5.2. Practical Implications

These insights contribute to the practice of understanding customer loyalty amidst disaster-induced disruptions. Internet service providers must be reliable when offering service recovery efforts, as repeated failures may decrease customer loyalty. Streamlined project management activities may help to ensure that their necessary disaster recovery plan is implemented effectively, given the increasing customer requests during disasters. It is also noteworthy that the direction of the service innovation must be consistent with value creation to avoid overshooting innovations, particularly during disasters where customers require an efficient response. Perceived value does not translate to customer loyalty unless the desired level of customer satisfaction is achieved. Thus, internet service providers must examine their service design in view of customer requirements, especially during disasters, when customer loyalty becomes a goal. This study also suggests that brand image, regardless of the presence of service recovery initiatives, strongly influences customers to retain their internet service providers. Customers are more mindful of a good reputation and consistent service quality in their brand choice and service providers must establish initiatives that enhance these agendas.

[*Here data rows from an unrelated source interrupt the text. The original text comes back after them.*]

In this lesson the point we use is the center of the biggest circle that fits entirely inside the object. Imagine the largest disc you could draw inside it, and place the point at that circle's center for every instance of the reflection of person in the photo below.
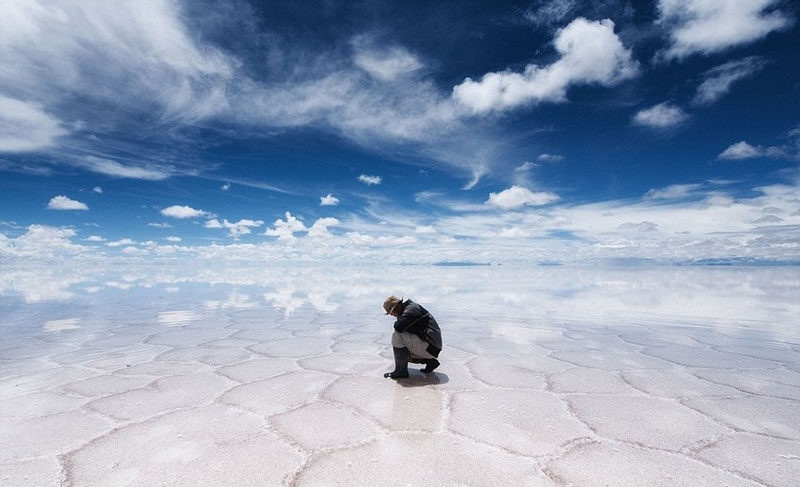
(416, 338)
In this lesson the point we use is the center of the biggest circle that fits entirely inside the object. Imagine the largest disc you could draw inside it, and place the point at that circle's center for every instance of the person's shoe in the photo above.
(430, 365)
(400, 364)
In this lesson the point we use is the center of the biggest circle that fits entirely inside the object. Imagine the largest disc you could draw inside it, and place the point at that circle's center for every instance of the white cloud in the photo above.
(643, 226)
(385, 64)
(589, 52)
(285, 229)
(24, 126)
(120, 243)
(673, 191)
(41, 242)
(550, 11)
(114, 168)
(550, 157)
(661, 116)
(111, 52)
(525, 166)
(710, 26)
(718, 80)
(369, 180)
(178, 211)
(516, 197)
(320, 227)
(64, 203)
(237, 229)
(361, 239)
(743, 150)
(328, 200)
(512, 232)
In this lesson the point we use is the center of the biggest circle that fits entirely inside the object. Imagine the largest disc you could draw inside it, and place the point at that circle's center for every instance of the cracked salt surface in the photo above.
(549, 377)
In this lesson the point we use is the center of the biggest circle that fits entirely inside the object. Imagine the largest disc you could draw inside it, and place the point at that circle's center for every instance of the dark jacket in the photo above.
(417, 320)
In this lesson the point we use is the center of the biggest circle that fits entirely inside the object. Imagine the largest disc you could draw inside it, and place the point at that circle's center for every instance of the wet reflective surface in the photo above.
(268, 376)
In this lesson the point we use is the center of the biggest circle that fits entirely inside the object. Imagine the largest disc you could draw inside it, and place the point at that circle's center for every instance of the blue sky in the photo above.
(543, 130)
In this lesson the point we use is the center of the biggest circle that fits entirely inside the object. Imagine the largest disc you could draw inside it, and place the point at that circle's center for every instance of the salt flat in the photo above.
(549, 377)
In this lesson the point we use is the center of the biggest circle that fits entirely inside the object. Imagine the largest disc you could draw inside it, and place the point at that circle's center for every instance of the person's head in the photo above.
(392, 306)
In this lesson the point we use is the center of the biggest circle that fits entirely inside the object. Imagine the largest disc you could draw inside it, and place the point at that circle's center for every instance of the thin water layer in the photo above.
(549, 377)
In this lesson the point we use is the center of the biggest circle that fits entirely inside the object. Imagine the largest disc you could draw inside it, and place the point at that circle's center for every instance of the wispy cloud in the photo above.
(121, 242)
(661, 116)
(320, 227)
(183, 212)
(517, 197)
(384, 63)
(673, 191)
(717, 81)
(710, 26)
(328, 200)
(550, 11)
(370, 180)
(114, 168)
(590, 53)
(545, 157)
(26, 127)
(65, 203)
(743, 150)
(285, 229)
(235, 229)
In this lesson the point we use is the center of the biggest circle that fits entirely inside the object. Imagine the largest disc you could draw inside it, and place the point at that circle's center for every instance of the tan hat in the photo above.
(391, 303)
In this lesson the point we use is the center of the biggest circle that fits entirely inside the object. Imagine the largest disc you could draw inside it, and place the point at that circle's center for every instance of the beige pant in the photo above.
(417, 347)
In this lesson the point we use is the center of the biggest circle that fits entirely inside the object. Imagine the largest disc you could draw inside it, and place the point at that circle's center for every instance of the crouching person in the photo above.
(416, 337)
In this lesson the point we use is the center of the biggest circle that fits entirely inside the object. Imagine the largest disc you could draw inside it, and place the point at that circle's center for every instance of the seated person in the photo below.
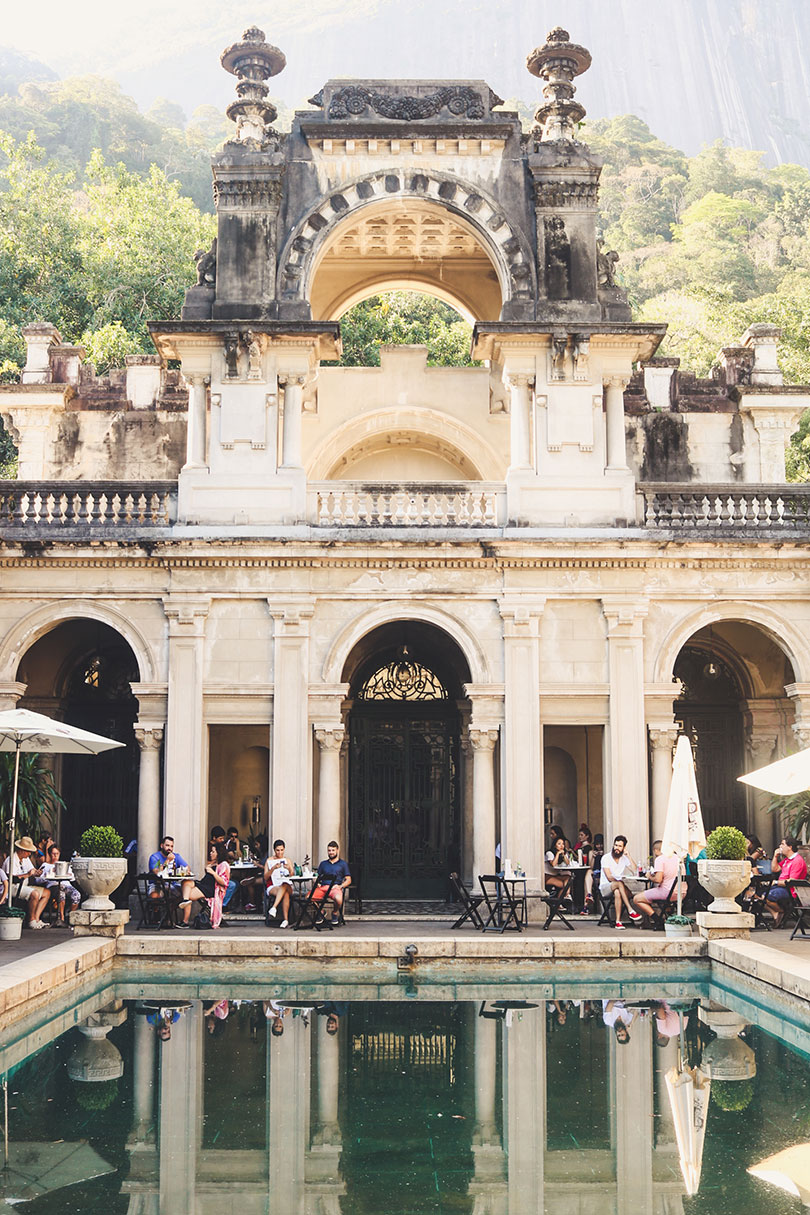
(616, 866)
(664, 871)
(62, 891)
(555, 857)
(328, 869)
(278, 871)
(788, 864)
(165, 857)
(35, 897)
(215, 877)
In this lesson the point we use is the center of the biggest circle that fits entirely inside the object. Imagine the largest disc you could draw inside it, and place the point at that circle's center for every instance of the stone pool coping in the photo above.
(56, 972)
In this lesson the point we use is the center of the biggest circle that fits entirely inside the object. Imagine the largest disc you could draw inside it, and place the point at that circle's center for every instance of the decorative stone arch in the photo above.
(435, 431)
(507, 246)
(37, 623)
(389, 612)
(783, 634)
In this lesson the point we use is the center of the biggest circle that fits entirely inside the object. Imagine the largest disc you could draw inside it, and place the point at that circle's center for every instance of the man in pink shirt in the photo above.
(791, 866)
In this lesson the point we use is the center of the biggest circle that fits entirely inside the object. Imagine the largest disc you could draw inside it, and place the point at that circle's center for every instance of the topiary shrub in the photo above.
(101, 842)
(726, 843)
(732, 1095)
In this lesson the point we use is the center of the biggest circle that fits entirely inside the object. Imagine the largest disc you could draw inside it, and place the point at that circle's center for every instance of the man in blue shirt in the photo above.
(330, 869)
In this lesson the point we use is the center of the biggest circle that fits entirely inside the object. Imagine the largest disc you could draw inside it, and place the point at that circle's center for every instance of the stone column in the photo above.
(292, 429)
(149, 740)
(662, 742)
(483, 802)
(186, 755)
(521, 815)
(196, 431)
(520, 427)
(627, 747)
(329, 744)
(290, 812)
(615, 388)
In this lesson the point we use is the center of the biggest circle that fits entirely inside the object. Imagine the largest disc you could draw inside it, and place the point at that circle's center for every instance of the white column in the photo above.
(521, 815)
(662, 741)
(483, 802)
(149, 740)
(292, 429)
(520, 430)
(627, 752)
(329, 744)
(196, 431)
(290, 812)
(186, 755)
(615, 420)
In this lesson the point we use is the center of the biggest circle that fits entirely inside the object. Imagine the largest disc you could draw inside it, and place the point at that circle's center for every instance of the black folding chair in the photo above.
(316, 913)
(554, 902)
(503, 909)
(469, 902)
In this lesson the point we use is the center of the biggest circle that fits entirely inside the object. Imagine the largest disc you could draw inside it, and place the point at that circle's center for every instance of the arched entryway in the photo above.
(405, 779)
(80, 672)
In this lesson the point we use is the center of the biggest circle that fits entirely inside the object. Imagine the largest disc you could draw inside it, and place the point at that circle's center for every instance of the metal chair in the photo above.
(469, 902)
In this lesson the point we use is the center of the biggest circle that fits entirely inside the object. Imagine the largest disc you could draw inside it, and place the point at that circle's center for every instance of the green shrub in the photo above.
(101, 842)
(732, 1095)
(726, 843)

5.3. Limitations and Future Research

The empirical findings may be considered in light of some limitations. The data were collected over four months after Typhoon Odette, which may have limited the respondents’ ability to recall and retrieve information, thus affecting the accuracy of the data [134]. The sample was drawn online and supplemented with personally administered surveys. Most of the respondents were 18 to 24 years old and resided in areas significantly affected by typhoons. The samples were limited to the primary subscribers of cabled home internet service providers. Furthermore, this work is contextualized in the case of typhoons. Thus, other types of disasters may be considered for future investigation.

As our findings suggest, BI is the strongest predictor of CL in the context of internet service providers. Thus, internet service providers must focus on creating a positive BI for their customers. The reputation of the internet provider affects their customer loyalty. Future works on the factors that influence BI in the context of internet services are deemed relevant. In addition, CS is the second strongest predictor of CL. The highest antecedent of CS is service innovation. Thus, there is a constant need to innovate in order to improve service delivery. Disruptive situations may require SI to cater to the abrupt and sudden needs of customers during a disaster, affecting their satisfaction. Additionally, SQ influences CS. On the other hand, SR and PV predict customer satisfaction, but indirectly support CL. There were also relatively few works on SI and SR in the literature. Further studies on their influences on SQ and BI may be considered. Additionally, it is worth considering the mediating effect of CS between SR and CL, and PV and CL. Future studies that include non-cabled internet providers could provide a comprehensive and diverse analysis of CS and CL in disaster situations. There were also relatively few works on SI and SR in the literature. Future studies on their influences on SQ and BI must be considered. Further studies on the mediating effect of SI on CS would address the scarce empirical findings in the literature. Finally, investigating the moderating roles of age, gender, and socioeconomic status between the constructs may be considered.